Expect a reaction from the employee. The employee may curse, cry, raise an alarm, sulk, or do nothing. The employee may stare with hatred or look bored. I have encountered all these reactions and more. Do not expect the employee to agree with your decision, regardless of your documentation and regardless of your prior discussions with that person. I repeat, do not expect concurrence. You will not be disappointed.

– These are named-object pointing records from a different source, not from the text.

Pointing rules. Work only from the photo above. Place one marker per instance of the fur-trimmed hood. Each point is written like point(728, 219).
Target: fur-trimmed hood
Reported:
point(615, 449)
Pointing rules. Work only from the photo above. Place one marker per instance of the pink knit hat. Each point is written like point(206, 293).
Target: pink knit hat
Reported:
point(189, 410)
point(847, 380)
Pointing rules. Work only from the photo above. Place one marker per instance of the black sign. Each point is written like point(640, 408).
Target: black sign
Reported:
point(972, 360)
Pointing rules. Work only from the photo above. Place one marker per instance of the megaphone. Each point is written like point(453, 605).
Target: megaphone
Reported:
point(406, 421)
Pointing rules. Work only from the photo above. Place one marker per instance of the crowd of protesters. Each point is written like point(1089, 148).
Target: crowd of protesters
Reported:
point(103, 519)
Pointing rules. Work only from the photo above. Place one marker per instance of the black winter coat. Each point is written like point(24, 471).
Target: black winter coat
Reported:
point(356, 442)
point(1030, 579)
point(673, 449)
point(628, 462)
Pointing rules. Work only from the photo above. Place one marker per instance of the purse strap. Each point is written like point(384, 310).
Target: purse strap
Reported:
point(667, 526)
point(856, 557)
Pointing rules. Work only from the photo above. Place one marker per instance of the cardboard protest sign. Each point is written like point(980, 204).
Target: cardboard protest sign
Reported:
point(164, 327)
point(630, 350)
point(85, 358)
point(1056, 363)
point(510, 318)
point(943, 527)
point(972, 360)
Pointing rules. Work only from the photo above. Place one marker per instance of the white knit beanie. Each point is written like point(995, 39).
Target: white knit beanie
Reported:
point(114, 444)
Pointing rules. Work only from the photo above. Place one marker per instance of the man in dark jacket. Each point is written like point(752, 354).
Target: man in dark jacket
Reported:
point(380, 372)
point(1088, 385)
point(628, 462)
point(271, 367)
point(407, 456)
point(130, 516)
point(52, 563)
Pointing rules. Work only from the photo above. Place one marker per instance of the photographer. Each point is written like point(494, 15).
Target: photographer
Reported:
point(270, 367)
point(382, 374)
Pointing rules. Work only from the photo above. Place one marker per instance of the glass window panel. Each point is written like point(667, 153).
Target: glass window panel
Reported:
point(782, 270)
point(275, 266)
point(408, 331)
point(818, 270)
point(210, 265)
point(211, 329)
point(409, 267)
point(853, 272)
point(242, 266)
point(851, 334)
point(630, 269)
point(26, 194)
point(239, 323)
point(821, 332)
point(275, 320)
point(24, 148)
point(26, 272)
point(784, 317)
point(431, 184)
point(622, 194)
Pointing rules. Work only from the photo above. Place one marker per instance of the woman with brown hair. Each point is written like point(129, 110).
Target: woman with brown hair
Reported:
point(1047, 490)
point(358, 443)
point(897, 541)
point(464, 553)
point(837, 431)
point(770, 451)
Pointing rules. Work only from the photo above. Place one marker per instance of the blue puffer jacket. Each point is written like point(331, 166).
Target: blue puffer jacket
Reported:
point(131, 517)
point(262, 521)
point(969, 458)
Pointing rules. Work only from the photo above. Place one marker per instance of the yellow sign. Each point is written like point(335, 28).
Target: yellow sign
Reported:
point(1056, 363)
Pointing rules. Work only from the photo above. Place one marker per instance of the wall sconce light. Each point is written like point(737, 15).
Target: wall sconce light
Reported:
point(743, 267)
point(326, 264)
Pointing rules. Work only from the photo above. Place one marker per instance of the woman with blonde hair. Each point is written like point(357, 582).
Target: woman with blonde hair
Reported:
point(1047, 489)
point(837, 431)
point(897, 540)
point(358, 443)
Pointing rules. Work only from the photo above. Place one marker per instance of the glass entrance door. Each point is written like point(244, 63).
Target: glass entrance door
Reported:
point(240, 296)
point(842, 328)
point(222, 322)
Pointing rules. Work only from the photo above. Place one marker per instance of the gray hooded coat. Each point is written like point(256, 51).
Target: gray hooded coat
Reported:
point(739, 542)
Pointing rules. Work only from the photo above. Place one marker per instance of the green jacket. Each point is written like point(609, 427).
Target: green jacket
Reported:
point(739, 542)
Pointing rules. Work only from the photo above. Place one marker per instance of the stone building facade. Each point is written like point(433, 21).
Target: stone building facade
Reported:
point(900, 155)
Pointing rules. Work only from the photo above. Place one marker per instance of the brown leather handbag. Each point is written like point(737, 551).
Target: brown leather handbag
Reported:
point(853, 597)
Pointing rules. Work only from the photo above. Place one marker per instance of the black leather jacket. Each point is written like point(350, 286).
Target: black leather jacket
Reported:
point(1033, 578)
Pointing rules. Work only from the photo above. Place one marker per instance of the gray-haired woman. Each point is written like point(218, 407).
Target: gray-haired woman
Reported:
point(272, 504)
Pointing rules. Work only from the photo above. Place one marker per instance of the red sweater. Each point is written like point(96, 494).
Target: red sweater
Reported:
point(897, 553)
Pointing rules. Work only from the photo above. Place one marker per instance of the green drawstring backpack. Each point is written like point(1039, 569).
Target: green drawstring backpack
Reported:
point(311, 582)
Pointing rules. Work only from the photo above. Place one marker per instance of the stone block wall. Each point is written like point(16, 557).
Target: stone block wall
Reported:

Do give the employee a chance to vent. Let the employee have his or her day in court. You should not permit abuse, but err on that side. The employee is entitled to an opinion. You have been planning this meeting a long time. The employee has not. You have prepared. The employee has not. You have chosen your words carefully. The employee has not. Consider all this. Listen to the employee’s opinion, let the employee have a say, and then end the meeting. Do not defend your actions further or respond further. There is nothing more for you to say. Do not react or become emotional. Keep it professional and business. It is not personal. Make sure you keep it that way and convey it that way.
After the meeting, follow the security procedures of the company as to how the employee vacates the premises and returns for personal possessions. In some cases, you may want to end all contact at this point. All of which is a separate issue.
As a final note, if you have outside contact with the employee, or the employee is hired by some other part of your company (which often happens in a large organization), do not expect the employee to remain “friends” with you. Earlier in my career, I somehow thought that the employee would consider, come to understand that I had made the right decision for them, come to agree with me, and eventually return to be friends. This was naïveté and expecting the impossible out of human nature. On occasions, I have had employees see me somewhere, be civil, and even remark how my decision actually helped them in some way. Regardless, they never became friends again.
Terminating an employee – the implementation is not for the faint hearted, but it is part of technology management.